Ma i prezzi dei generi alimentari non smettono di crescere - complessivamente in un anno del 5,2%, con punte a due cifre per latte e paste - e il potere d'acquisto è rimasto lì dov'era prima. Secondo Le Parisien, il 12% della popolazione - cioè 7,1 milioni di persone, delle quali due milioni sono bambini - vive al di sotto della soglia di povertà, fissata nel 2005 a 817 euro al mese.

Sono i nuovi poveri. Hanno un tetto, ma i redditi che hanno - da lavoro, da pensione - non permettono loro di arrivare alla fine del mese. "Si trovano di fronte ad un dilemma: pagare l'affitto o mangiare", spiega il direttore della Fondazione dell' Esercito della salvezza, Alain Raoul.

Così parte l' assalto ai cassonetti nella speranza di afferrare un pezzo di carne, uno yoghurt in scadenza o altri prodotti alimentari gettati via perché le confezioni sono danneggiate. Sono gli stessi nuovi poveri che, alla chiusura dei mercati di frutta e verdura, corrono a raccogliere mele, patate e insalata, un po' andate a male e buttate a terra come scarti della giornata.

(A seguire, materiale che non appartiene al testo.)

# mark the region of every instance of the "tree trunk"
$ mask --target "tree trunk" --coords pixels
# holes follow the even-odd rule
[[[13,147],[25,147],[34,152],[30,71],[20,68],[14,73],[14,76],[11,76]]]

Le scene si ripetono anche alla chiusura delle panetterie "Paul", una rete abbastanza nota di boulangerie a Parigi e in altre grandi città, quando i dipendenti scaricano pane e dolci invenduti, una quantità non trascurabile poiché rappresenta il 2% circa del fatturato. "Prima era un fenomeno poco noto, curioso, ora diventa sistematico. E fra i nostri dipendenti ispira compassione", ha detto il presidente di "Paul", Maxime Holder. Ma non è "dignitoso", aggiunge Holder, che punta a generalizzare un esperienza già avviata nei negozi della stessa catena a Limoges: ogni sera dei membri dell'associazione "Secours populaire" arrivano a raccogliere pane e dolci invenduti per distribuirli a quelli che ne hanno bisogno.